Ask the Lord for rain in the spring and he will give it. It is the Lord who makes storm clouds that drop showers of rain so that every field becomes a lush pasture.

Zechariah 10:1 (NLT)

If God sends the rain in the first place, why would we ever look elsewhere when things start to look dry? Even Christians can become superstitious when a certain process works better than another. But the prosperity has nothing to do with the process and everything to do with the prayer that went into it. So ask the Lord for rain. And when it starts to get dry, ask Him again. And again. And again.

Acknowledge that the Lord is God!
He made us, and we are his.
We are his people, the sheep of his pasture.

Psalm 100:3 (NLT)

Daily Bible reading: Zechariah 10-12, Revelation 20

 

Quit your quarrel

Stop quarrelling with God! If you agree with him, you will have peace at last, and things will go well for you.

Job 22:21 (NLT)

Fighting with God is fruitless, yet we’ve all either done it or been tempted to. We say we want His will for our lives, but when He asks something difficult of us, suddenly we’re not so confident in our proclamation to do whatever He wants us to do.

If you believe in God as Creator and Almighty, there really is no point in quarrelling with Him. He’s all-powerful. In what world will you ever win the argument?

If you don’t believe in God, why fight at all. You don’t even believe He really exists.

Job’s words tie in to the verse in Acts we talked about yesterday. If you can have peace, things will go well for you. By ending our quarrels with God, we put ourselves in a place of peace with Him.

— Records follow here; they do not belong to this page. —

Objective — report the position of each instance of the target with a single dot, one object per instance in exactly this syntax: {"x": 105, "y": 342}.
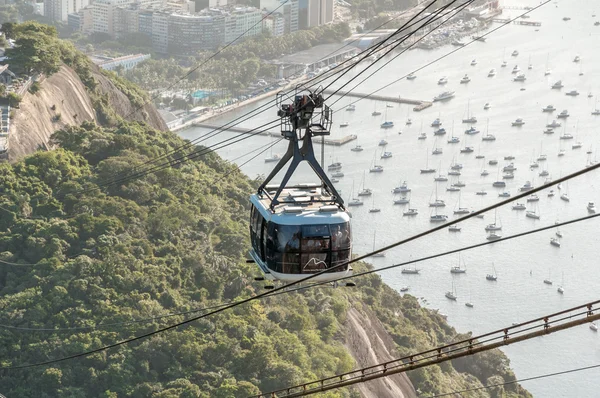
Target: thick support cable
{"x": 504, "y": 337}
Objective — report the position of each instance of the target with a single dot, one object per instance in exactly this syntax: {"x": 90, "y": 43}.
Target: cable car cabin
{"x": 300, "y": 237}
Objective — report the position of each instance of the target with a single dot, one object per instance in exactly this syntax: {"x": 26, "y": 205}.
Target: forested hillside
{"x": 84, "y": 264}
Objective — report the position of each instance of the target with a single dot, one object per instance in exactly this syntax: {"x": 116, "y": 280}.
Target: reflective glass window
{"x": 314, "y": 262}
{"x": 340, "y": 236}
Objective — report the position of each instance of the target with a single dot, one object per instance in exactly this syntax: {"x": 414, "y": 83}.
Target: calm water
{"x": 522, "y": 265}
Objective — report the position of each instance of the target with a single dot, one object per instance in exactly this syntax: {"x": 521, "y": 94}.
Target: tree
{"x": 8, "y": 29}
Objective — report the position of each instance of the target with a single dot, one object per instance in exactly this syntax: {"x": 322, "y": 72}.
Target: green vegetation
{"x": 169, "y": 242}
{"x": 39, "y": 50}
{"x": 35, "y": 87}
{"x": 13, "y": 99}
{"x": 237, "y": 66}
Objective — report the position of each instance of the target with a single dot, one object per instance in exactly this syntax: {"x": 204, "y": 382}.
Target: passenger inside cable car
{"x": 299, "y": 249}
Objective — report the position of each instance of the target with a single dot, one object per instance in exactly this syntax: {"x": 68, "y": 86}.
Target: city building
{"x": 319, "y": 12}
{"x": 204, "y": 4}
{"x": 160, "y": 31}
{"x": 313, "y": 60}
{"x": 126, "y": 62}
{"x": 289, "y": 10}
{"x": 190, "y": 33}
{"x": 81, "y": 21}
{"x": 145, "y": 22}
{"x": 59, "y": 10}
{"x": 242, "y": 22}
{"x": 104, "y": 15}
{"x": 274, "y": 23}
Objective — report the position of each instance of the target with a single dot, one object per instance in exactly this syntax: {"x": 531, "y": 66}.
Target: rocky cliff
{"x": 64, "y": 100}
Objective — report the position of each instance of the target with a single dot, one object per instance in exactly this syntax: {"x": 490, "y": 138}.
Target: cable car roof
{"x": 302, "y": 204}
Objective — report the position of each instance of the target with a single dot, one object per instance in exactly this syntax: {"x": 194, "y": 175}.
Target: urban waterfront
{"x": 523, "y": 264}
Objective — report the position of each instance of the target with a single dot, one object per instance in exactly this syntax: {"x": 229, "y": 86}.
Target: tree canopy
{"x": 169, "y": 242}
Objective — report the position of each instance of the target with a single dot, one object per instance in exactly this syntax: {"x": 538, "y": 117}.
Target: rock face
{"x": 124, "y": 108}
{"x": 369, "y": 344}
{"x": 36, "y": 120}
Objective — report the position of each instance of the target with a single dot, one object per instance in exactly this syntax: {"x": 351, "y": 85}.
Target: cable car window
{"x": 340, "y": 236}
{"x": 286, "y": 238}
{"x": 263, "y": 239}
{"x": 340, "y": 257}
{"x": 314, "y": 262}
{"x": 315, "y": 230}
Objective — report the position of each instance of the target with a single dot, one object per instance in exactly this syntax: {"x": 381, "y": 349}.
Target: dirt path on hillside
{"x": 369, "y": 344}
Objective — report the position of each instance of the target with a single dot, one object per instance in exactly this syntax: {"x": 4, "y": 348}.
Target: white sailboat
{"x": 469, "y": 303}
{"x": 451, "y": 295}
{"x": 461, "y": 210}
{"x": 561, "y": 288}
{"x": 495, "y": 226}
{"x": 457, "y": 269}
{"x": 380, "y": 254}
{"x": 548, "y": 281}
{"x": 492, "y": 277}
{"x": 427, "y": 169}
{"x": 364, "y": 191}
{"x": 374, "y": 209}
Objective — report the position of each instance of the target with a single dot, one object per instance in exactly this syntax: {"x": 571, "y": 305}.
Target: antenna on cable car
{"x": 305, "y": 117}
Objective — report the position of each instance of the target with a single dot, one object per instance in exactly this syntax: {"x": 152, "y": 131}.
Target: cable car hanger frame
{"x": 307, "y": 112}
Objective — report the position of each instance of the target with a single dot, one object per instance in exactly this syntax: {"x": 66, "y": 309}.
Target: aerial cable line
{"x": 445, "y": 350}
{"x": 366, "y": 96}
{"x": 318, "y": 284}
{"x": 191, "y": 156}
{"x": 246, "y": 116}
{"x": 432, "y": 18}
{"x": 186, "y": 75}
{"x": 473, "y": 345}
{"x": 440, "y": 57}
{"x": 286, "y": 287}
{"x": 456, "y": 11}
{"x": 453, "y": 51}
{"x": 351, "y": 261}
{"x": 239, "y": 166}
{"x": 449, "y": 252}
{"x": 506, "y": 383}
{"x": 273, "y": 101}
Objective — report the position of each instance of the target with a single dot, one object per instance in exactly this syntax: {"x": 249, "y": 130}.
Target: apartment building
{"x": 190, "y": 33}
{"x": 105, "y": 16}
{"x": 289, "y": 10}
{"x": 319, "y": 12}
{"x": 274, "y": 23}
{"x": 242, "y": 22}
{"x": 160, "y": 31}
{"x": 59, "y": 10}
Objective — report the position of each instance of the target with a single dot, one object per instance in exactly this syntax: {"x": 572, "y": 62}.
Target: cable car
{"x": 303, "y": 229}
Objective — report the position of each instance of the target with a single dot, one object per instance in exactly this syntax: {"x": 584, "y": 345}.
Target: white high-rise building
{"x": 242, "y": 21}
{"x": 320, "y": 12}
{"x": 58, "y": 10}
{"x": 289, "y": 10}
{"x": 105, "y": 16}
{"x": 105, "y": 12}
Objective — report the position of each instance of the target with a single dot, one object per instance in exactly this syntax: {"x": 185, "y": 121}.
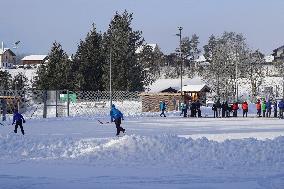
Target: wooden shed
{"x": 151, "y": 101}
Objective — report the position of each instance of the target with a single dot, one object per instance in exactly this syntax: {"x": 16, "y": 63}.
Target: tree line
{"x": 228, "y": 59}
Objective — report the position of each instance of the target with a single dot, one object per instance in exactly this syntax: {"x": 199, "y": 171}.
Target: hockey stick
{"x": 103, "y": 122}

When we’re at peace with God, He is then able to grow and strengthen us.

Had Job quit his quarrel with God earlier, perhaps he’d have seen peace and prosperity return much sooner than he did.

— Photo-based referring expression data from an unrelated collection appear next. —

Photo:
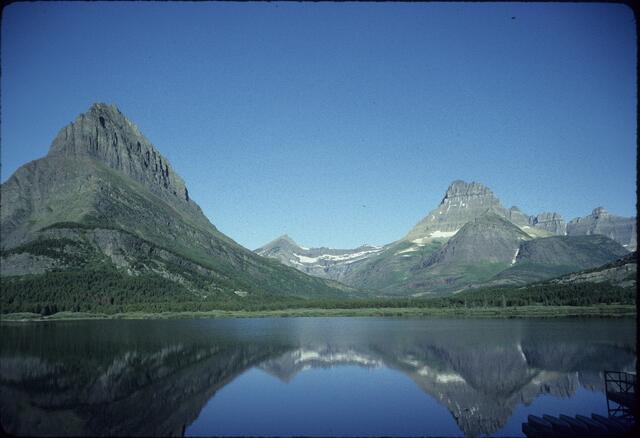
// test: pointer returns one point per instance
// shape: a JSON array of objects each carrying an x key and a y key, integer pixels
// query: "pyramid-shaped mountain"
[
  {"x": 469, "y": 238},
  {"x": 105, "y": 207}
]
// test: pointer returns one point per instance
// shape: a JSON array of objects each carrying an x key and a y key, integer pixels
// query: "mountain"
[
  {"x": 600, "y": 221},
  {"x": 483, "y": 247},
  {"x": 550, "y": 257},
  {"x": 322, "y": 262},
  {"x": 105, "y": 208},
  {"x": 551, "y": 222},
  {"x": 621, "y": 273},
  {"x": 468, "y": 239}
]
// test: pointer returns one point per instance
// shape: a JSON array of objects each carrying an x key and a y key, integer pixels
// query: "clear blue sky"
[{"x": 341, "y": 124}]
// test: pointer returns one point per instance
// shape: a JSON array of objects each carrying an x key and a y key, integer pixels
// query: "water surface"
[{"x": 305, "y": 376}]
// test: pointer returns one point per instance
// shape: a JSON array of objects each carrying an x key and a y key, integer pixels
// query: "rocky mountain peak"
[
  {"x": 104, "y": 134},
  {"x": 462, "y": 202},
  {"x": 599, "y": 212},
  {"x": 460, "y": 190}
]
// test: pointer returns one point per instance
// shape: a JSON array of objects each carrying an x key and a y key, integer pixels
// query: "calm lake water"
[{"x": 305, "y": 376}]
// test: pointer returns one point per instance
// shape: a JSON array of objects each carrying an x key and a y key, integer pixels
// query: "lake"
[{"x": 305, "y": 376}]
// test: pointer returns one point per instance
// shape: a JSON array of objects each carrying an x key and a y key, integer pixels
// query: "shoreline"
[{"x": 610, "y": 311}]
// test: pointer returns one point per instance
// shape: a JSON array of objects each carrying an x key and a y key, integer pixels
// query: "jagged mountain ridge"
[
  {"x": 104, "y": 196},
  {"x": 434, "y": 258}
]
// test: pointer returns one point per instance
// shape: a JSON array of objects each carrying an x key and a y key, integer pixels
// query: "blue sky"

As it is. learn from Job’s struggles. Quit your quarrel with God.

Listen to his instruction, and store them in your heart. If you return to the Almighty and clean up your life, you will be restored. Give up your list for money and throw your precious gold into the river. Then the Almighty himself will be your treasure. He will be your precious silver!

Job 22:22-25 (NLT)

You cannot be in contention with God and have Him be your treasure at the same time. You must decide what’s best—trying to argue a fight you cannot win or to have peace with God, your treasure.

Daily Bible reading: Job 21-22, Acts 10:1-23

The Law of Love

Do you ever read through the Old Testament and wonder at all the laws, rules, and regulations? Those people had a lot to live up to. And then we think, man, am I glad we don’t have to live like that. But do you every wonder why the Israelites had to live up to such high standards?

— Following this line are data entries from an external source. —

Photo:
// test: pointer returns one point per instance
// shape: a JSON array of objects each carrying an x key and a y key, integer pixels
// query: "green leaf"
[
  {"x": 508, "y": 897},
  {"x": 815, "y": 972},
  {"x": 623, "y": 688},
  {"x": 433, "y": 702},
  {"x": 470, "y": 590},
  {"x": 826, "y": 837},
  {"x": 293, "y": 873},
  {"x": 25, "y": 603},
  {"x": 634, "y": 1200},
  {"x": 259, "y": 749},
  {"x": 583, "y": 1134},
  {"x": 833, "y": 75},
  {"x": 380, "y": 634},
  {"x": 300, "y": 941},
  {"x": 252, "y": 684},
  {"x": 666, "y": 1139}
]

Let’s take out all the sacrifices—we know that Jesus came and was the sacrifice to end all sacrifices. What about everything else? Why did God give so many instructions on how to live life?

You’ll note that much of it was practical—don’t do your business among the tents, go away from everyone, dig a hole, and bury it. Makes sense. This kept disease from spreading. The same goes for people with skin rashes and mildew in homes. They were quarantined until considered clean and then there was a process for reintroduction back into society.

God not only set Israel apart to be holy, but He called them apart to be clean—in the literal sense. Canaan, after all, was a land filled with people who had defiled themselves in all manner of ways. Not only were they dirty, they were diseased.

God even gave instructions regarding the crops—Israel wouldn’t be allowed to eat the fruit of the trees they planted until the fifth year. There are several reasons for this, the first being that a new tree will not produce good fruit in its first years. If it is cut back and pruned early on, it will be more productive later. Second, God was deserving of the first fruits—the reason why the fruit of the fourth year belonged to Him. By year five, if the Israelites had followed God’s commands, the fruit would be plentiful and sweet.

God doesn’t give us rules to watch us squirm under the weight of them. He gave the law out of love. All the instructions He gave to Israel were for their own good. For their health. For their prosperity. For their pleasure.

We can have more freedom and be more fruitful within the boundaries God has given to us than we can outside of His love.